Lors des plaidoiries à Toulon, les avocats des distributeurs et des victimes avaient dénoncé le fait que TÜV, malgré les "pouvoirs étendus" (inspections inopinées, tests d'échantillons, saisie des stocks) dont il disposait, n'avait jamais vérifié les implants, se contentant du seul contrôle documentaire. Dans sa fraude parfaitement organisé, PIP avait ainsi aisément pu déjouer ces contrôles, prévenu à l'avance des visites du certificateur.

"Il aurait suffi d'examiner une seule des centaines de milliers de prothèses", s'était indigné à l'audience Me Olivier Aumaitre, avocat des distributeurs.

Manque de curiosité

"TÜV a rendu crédibles, dans le monde entier, des produits qui ne le méritaient pas", avait résumé Me Gaudon.

"J'ai entendu une belle histoire, mais ce n'est pas la réalité de la réglementation. Ce n'est pas TÜV qui apposait le marquage CE sur les prothèses", avait répliqué l'avocate de TÜV, Me Cécile Derycke, soulignant que la mission du groupe était de contrôler le procédé de fabrication, et non les implants eux-mêmes. "Nous ne sommes ni une autorité de surveillance, ni un fonds d'indemnisation", avait-elle ajouté, soulignant "l'escroquerie de grande ampleur" de PIP.

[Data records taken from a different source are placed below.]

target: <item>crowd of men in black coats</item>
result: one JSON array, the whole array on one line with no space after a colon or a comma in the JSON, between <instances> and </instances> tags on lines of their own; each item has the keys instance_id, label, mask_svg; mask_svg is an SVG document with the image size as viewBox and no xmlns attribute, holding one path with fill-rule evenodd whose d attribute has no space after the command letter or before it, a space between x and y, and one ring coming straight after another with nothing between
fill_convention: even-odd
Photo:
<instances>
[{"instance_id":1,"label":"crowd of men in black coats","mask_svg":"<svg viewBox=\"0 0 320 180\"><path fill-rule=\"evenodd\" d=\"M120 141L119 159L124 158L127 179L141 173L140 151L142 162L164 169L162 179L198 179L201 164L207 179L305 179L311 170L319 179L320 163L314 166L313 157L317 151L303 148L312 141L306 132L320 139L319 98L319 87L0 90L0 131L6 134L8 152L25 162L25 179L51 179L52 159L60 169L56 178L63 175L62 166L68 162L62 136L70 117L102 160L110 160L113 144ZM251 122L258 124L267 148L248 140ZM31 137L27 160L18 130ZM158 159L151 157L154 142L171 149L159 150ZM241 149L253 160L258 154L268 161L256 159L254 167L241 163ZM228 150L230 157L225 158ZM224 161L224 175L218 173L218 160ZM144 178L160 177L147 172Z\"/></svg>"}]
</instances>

De son côté, le parquet n'avait pas évoqué une éventuelle condamnation. "Les victimes doivent être indemnisées, elles le seront, est-ce que c'est ici ?", s'était demandé le procureur Nicolas Bessone, tout en soulignant le manque de curiosité de TÜV pour ce "petit client". Il avait également mentionné un nouveau règlement européen, directement inspiré de l'affaire PIP, qui doit rendre obligatoires les contrôles inopinés. "Si on en a besoin, c'est qu'on ne peut reprocher à TÜV d'avoir manqué à ses obligations", avait-il estimé.

Début septembre, la Commission européenne a effectivement renforcé la surveillance des dispositifs médicaux, dont les certificateurs devront désormais respecter un cahier des charges détaillé, incluant la tenue de contrôles surprise des fabricants, et une surveillance d'éventuelles fraudes sur les matières premières qu'ils utilisent.

Début mai, la justice avait autorisé, dans le cadre de la procédure toulonnaise, les six distributeurs à saisir à titre conservatoire les comptes bancaires de la filiale française du certificateur à hauteur de 900.000 euros, une décision confirmée par un juge de l'exécution de Nanterre.

En-dehors des procédures françaises, trois cents Argentines porteuses de prothèses ont également déposé une plainte collective dans leur pays, exigeant 41 millions d'euros de dommages et intérêts, contre PIP et TÜV.

TÜV a par ailleurs été assigné fin août en Allemagne par l'une des caisses d'assurance-maladie AOK, l'AOK Bayern, qui assure un peu plus de 4 millions de personnes. TÜV met lui en regard deux jugements favorables obtenu outre-Rhin contre des porteuses lui ayant demandé réparation.